Четырежды в год он посылает Гленторну отчеты. Тот в свою очередь, со знанием дела расспрашивает в письмах о мелочах и дает советы, а также наставительно распространяется об ответственности помещиков и управляющих. Порой наставления эти занимают множество страниц, исписанных бисерным почерком, и содержат разные отступления: о необходимых условиях для спасения души; о соблазнах, сопутствующих большому богатству. Шют весьма заинтересованно расспрашивал о моих впечатлениях о Гленторне, хотя сам я не очень-то верил в их объективность.

— Он когда-нибудь посетит свои владения? — спрашивал он.

— Никогда. В этом я совершенно уверен. Ирландия навевает грустные и тоскливые ассоциации.

— Мне не доводилось бывать в таком положении, — признался Шют, — в любую минуту он может перечеркнуть мою работу.

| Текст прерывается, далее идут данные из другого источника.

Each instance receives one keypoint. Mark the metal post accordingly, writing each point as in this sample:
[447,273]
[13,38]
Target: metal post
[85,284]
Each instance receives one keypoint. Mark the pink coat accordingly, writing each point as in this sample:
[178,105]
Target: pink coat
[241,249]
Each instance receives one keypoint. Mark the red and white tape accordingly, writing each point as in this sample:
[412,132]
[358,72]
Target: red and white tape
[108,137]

— Бог даст, не перечеркнет, — с надеждой сказал я.

Очевидно, лорд Гленторн душевно болен, болезнь его малозаметна и недокучлива в быту, людьми же почитается либо за причуду, либо даже за праведность. Хотя взгляды, столь пылко изложенные им в нашей беседе, выдвигались и иными людьми, самыми передовыми и прогрессивными умами наших дней. Господин Мальтус захлопал бы в ладоши, прознав о столь решительном стремлении оставить население, лишь сообразное площади своих владений. Гленторн — незримый властелин нашего графства, его поместье — райские кущи, тронутые греховным тленом. Как и господь наш, творец, он везде — и нигде, в большом и малом. Какое право имею я усомниться в здравом его уме?! Мало ли кто разговаривает наедине сам с собою! Я и сам тому пример.